Apollo abandoned Delphi for the winter three months (when he went to dwell with the Hyperboreans – the British?), and the cult of Dionysus was celebrated there – there is a cave above Delphi, which I’ve visited, where women gathered to celebrate his rites, a difficult, even penitential, climb to a terrific location.
In “Bread and Wine”, Holderlin twins, even fuses, Christ with Dionysus, seeing Christ as his final incarnation, offering us the last faint light of the departed gods.
admin said,
March 29th, 2010 at 6:51 pm
Thanks for this.
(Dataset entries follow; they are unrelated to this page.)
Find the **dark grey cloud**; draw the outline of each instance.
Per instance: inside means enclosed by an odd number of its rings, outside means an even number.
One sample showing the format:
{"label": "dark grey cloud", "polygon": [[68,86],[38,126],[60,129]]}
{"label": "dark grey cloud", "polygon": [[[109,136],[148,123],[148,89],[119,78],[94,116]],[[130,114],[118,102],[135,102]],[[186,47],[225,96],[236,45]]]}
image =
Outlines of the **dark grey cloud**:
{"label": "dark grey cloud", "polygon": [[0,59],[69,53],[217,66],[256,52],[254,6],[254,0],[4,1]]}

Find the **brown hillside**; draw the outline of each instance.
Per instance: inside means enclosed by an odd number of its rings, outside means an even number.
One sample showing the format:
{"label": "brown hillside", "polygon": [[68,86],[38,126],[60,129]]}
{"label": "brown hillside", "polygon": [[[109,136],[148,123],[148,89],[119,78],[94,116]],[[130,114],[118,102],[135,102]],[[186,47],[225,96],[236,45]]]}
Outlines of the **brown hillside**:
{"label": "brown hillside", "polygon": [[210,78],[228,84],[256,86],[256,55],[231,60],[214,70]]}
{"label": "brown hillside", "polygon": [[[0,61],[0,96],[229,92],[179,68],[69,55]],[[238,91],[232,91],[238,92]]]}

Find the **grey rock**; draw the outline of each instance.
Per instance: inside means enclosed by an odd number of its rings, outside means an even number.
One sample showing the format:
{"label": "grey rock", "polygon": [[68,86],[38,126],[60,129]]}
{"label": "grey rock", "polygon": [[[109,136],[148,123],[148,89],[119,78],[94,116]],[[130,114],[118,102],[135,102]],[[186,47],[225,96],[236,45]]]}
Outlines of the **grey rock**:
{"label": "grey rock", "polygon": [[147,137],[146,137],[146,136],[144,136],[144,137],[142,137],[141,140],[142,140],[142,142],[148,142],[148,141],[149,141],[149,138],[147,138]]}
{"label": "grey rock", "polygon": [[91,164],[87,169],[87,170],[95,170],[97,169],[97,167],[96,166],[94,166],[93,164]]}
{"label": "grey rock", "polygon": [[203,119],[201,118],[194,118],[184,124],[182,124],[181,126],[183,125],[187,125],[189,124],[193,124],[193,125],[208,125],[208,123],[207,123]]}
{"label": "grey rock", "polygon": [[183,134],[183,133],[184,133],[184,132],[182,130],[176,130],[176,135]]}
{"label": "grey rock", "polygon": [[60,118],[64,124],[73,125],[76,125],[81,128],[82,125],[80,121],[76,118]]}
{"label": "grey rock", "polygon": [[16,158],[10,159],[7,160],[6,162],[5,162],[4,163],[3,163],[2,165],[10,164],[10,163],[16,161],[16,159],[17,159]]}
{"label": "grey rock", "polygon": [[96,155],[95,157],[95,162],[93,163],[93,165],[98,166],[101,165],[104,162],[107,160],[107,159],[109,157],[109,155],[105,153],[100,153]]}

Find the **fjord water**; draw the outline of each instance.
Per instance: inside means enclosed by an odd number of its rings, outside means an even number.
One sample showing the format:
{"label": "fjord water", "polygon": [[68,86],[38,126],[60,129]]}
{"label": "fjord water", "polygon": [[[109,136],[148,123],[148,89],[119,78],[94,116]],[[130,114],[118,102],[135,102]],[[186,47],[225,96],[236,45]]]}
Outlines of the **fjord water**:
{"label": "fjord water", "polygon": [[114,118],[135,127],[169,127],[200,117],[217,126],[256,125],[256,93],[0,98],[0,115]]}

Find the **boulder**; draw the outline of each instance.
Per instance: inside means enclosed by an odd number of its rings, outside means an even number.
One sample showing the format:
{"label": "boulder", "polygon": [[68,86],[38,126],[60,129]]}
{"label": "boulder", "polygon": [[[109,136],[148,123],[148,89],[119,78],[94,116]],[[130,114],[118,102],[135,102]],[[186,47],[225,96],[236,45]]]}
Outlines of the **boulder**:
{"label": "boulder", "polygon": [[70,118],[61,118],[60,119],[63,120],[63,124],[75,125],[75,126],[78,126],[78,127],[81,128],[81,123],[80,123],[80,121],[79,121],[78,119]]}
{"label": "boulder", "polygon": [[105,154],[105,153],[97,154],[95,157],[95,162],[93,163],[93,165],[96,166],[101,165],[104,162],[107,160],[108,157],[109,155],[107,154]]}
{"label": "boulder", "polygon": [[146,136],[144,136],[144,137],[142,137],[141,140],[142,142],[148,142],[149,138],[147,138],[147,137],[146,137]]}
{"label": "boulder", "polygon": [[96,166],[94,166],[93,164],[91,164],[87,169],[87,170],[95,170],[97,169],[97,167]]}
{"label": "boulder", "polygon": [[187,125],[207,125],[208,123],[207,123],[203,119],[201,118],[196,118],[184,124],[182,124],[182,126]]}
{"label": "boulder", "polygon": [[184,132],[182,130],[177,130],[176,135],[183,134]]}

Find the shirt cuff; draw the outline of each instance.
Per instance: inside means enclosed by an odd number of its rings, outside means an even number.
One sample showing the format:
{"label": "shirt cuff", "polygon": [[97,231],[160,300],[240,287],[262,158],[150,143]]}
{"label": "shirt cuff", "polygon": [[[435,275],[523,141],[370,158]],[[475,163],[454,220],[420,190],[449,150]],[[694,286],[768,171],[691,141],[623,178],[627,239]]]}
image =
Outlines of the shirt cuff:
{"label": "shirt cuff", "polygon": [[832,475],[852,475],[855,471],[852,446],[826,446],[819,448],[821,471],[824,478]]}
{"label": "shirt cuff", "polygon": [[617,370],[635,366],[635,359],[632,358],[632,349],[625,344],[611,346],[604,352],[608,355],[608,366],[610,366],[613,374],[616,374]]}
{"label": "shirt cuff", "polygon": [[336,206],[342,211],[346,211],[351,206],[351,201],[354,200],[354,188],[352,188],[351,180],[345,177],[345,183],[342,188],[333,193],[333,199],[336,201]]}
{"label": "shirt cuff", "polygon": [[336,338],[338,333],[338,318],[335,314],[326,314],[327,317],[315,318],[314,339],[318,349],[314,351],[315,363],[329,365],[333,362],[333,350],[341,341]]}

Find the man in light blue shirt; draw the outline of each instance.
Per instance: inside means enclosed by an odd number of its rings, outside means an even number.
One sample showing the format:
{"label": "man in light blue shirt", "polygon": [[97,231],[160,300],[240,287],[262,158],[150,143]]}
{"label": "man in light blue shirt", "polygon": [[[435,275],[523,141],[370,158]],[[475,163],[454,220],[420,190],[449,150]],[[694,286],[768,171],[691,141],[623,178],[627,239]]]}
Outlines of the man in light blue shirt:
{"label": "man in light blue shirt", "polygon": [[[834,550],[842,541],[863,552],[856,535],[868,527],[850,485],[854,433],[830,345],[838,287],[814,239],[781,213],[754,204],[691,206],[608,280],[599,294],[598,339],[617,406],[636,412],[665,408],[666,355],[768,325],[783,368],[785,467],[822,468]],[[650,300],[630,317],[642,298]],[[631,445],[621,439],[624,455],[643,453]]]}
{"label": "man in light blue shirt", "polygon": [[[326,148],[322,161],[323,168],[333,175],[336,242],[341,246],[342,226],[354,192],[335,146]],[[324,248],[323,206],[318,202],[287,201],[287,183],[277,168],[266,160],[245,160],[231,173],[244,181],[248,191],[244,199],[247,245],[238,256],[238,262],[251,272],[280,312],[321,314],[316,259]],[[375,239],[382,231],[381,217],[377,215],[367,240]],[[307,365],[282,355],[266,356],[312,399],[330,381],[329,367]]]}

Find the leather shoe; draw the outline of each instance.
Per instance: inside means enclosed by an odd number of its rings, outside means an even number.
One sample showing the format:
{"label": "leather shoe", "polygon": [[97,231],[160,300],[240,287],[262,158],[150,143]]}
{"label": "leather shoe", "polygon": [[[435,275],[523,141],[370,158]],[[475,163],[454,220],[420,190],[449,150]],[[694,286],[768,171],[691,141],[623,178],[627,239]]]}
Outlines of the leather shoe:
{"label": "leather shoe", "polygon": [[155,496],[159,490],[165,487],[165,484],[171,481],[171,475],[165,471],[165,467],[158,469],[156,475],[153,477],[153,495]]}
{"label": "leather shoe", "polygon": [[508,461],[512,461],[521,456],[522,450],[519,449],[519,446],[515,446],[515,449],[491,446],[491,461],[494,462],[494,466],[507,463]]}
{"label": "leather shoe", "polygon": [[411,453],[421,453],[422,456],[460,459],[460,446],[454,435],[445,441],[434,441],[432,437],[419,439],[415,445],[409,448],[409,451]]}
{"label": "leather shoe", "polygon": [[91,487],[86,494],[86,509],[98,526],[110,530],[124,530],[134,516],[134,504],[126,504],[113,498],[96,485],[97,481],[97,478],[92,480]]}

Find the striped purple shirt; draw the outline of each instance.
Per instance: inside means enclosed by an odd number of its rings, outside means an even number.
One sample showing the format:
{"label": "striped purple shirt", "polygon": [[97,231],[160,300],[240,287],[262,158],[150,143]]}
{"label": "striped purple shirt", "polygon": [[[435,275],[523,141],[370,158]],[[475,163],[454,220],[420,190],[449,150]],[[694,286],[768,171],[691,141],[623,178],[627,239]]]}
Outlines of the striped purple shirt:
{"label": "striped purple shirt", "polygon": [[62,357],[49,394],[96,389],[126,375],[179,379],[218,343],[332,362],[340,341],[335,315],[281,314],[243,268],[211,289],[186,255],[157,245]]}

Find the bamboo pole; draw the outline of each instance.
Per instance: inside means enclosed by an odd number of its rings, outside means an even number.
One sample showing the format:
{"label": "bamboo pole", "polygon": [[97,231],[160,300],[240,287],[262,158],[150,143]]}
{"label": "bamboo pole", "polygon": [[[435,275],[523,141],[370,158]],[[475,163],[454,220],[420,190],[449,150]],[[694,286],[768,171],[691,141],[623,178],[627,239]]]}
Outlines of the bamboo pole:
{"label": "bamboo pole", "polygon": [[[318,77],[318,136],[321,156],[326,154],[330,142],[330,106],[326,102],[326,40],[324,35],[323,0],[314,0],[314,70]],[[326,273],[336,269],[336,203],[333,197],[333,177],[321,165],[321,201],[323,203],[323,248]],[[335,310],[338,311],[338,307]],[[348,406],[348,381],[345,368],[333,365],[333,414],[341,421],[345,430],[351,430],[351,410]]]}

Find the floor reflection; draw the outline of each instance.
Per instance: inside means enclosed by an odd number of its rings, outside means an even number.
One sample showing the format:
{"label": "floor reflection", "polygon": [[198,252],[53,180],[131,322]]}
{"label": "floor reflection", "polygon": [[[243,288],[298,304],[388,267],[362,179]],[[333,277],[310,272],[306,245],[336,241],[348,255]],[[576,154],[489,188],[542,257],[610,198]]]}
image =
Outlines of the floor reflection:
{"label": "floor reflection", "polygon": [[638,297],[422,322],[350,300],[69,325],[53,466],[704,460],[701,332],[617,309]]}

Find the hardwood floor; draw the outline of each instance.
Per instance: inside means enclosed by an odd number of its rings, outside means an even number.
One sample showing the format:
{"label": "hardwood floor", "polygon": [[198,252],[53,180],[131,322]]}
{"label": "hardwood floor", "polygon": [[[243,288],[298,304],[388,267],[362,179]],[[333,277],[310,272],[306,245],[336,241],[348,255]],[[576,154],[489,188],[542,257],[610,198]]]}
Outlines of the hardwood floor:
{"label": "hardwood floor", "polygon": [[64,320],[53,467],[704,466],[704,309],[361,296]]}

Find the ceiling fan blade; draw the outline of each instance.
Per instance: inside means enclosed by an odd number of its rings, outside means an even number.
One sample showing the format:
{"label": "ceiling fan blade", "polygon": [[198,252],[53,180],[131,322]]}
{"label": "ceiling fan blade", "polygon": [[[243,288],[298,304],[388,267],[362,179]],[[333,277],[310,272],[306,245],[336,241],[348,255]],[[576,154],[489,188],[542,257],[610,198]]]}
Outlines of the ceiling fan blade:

Yes, I also (without having read Holderlin) make a parallel between the ‘Passion’ of Dionysus and the Passion of Christ in my poem The Changeling
The Changeling
Dark windings and great chasms, anxious wanderings,
Lost in the maze-like entrails of the silent earth,
Abandoned and alone as Dionysus was;
Then roarings and shield clashes, sudden thunder claps,
Here at the hidden centre of the ancient maze,
Helpless and full of fear as Dionysus was;
Offered, then trampled on, the blood-red grape is crushed,
Here in the secret caverns of the sleeping earth,
Offered, then trampled on, as Dionysus was;
The changing has begun, the strangeness and the cries,
The sudden frenzied rapture and the aching, throbbing pangs,
Resplendent and alone as Dionysus was;
Slow tides and drifts of feelings, carefree wanderings
Through forest floors and oceans, lakes and burning skies,
I speak and I am spoken through as Dionysus was;
Spring meadows, garlands, sounds of flute and pipe and drum,
Bright forms that dance the windings of the sacred dance,
Radiant and full of grace as Dionysus was;
Assembled, then dispersed, the ancient self is lost,
Here in the secret places of the cavernous earth,
Nothing of it remains: the immortal self is born.